Blacksmithing is like pen turning very addictive...  Once you beat hot iron seems like you always want to...  Can be even more of a money hole than pen turning.


----------



## mark james (Nov 19, 2016)

Cody... You need a hobby!


----------



## Cwalker935 (Nov 20, 2016)

mark james said:


> Cody... You need a hobby!



The instructor said that blacksmithing was partially a sport, so I am thinking of this as exercise not a hobby.  Already got one of those.


----------



## TellicoTurning (Nov 20, 2016)

Back in the dark ages when I was just short of my teens, my dad did some iron work... he did mostly practical blacksmithing, what he needed around the farm, hinges, gate latches, etc.... he used a coke forge and it was my job to stand and crank the blower.  Still like the smell of a coke black smith forge.


----------



## Cwalker935 (Nov 20, 2016)

*Day 2*

I survived day 2 of the class.

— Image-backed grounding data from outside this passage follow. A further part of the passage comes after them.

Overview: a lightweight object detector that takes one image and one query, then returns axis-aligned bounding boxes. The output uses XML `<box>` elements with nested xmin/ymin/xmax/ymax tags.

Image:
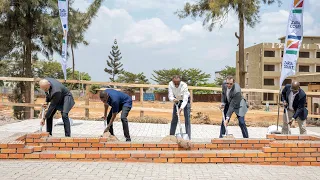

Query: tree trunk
<box><xmin>238</xmin><ymin>1</ymin><xmax>246</xmax><ymax>88</ymax></box>
<box><xmin>71</xmin><ymin>42</ymin><xmax>75</xmax><ymax>80</ymax></box>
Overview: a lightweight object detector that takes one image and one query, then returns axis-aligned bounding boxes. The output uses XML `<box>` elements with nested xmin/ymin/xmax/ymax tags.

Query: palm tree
<box><xmin>176</xmin><ymin>0</ymin><xmax>281</xmax><ymax>88</ymax></box>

I created a couple of design opportunities for my self by working the metal too thin and design elements fatigued as I was working other sections and fell off.  I see several possibilities for combining metal work with wood turning and forged a couple of pieces with that in mind. Tapering 5/8" round stock to do spirals takes a lot of hammering. I am tired and sore after 2 days of class.


----------



## Charlie_W (Nov 20, 2016)

Very cool Cody! I think this 2 day class would be lots of fun!.....and tiring!
Helps one appreciate another medium and the craftsmanship.


----------



## MDWine (Nov 21, 2016)

I have always loved the work that can be done.
Good on ya!  and well done sir...

Looking forward to examples of your continued success...   Remember that there are never failures, only "learning opportunities"!


----------



## Skie_M (Nov 21, 2016)

Cwalker935 said:


> I survived day 2 of the class. I created a couple of design opportunities for my self by working the metal too thin and design elements fatigued as I was working other sections and fell off.  I see several possibilities for combining metal work with wood turning and forged a couple of pieces with that in mind. Tapering 5/8" round stock to do spirals takes a lot of hammering. I am tired and sore after 2 days of class.
> 
> View attachment 156466



In regards to the highlighted section ....

Just a thought, but couldn't you protect the thinner elements of the design by coating them with dampened ashes or a mud slurry mixture to keep the metal from oxidizing and reducing too far?

I do know that in Japanese bladesmithing, in order to keep the back of a katana from hardening nearly as much as the edge of the blade, so as to give superior flex and support without breaking, they coat all but the edge of the blade with a mud mixture that contains a large amount of ash.  This keeps the blade's spine from oxidizing as much in the fire, and, when quenched, the blade achieves a much higher hardness as it is cooled fast enough, but the spine inside the mud coating stays hot far longer and cools much more slowly.

The resulting differential between the hard edge and the softer spine gives a distinctive line down the blade that is called the "Hamon"... This line also demarks where the polishing of the blade changes it's appearance, and where the life of the blade will meet it's end, if it is sharpened or ground past the line where there is no more hardened material left for the edge.


----------



## Cwalker935 (Nov 21, 2016)

Skie_M said:


> Cwalker935 said:
> 
> 
> > I survived day 2 of the class. I created a couple of design opportunities for my self by working the metal too thin and design elements fatigued as I was working other sections and fell off.  I see several possibilities for combining metal work with wood turning and forged a couple of pieces with that in mind. Tapering 5/8" round stock to do spirals takes a lot of hammering. I am tired and sore after 2 days of class.
> ...


 
I am at the very beginning of the learning curve and learning from mistakes is certainly part of the process.  There was simply no need to work the metal as thin as I did that early in the project.  Learning the limits of the steel is something that I need to know.  Also learning that the steel is being affected in areas other than where you are working is also part of the learning experience.  The techniques that you describe may have helped but at this stage I need to learn more about what works and perhaps more importantly about what does not work.  For what its worth, the instructor could not believe that this was my first attempt at blacksmithing and said that a couple of my smaller pieces were on par with things done by smith's with years of experience.


----------



## Cwalker935 (Nov 21, 2016)

This was my best piece.  Opposite twists, symmetrical placement of twists and overall symmetry.


----------



## Bob in SF (Nov 21, 2016)

Fine work!


----------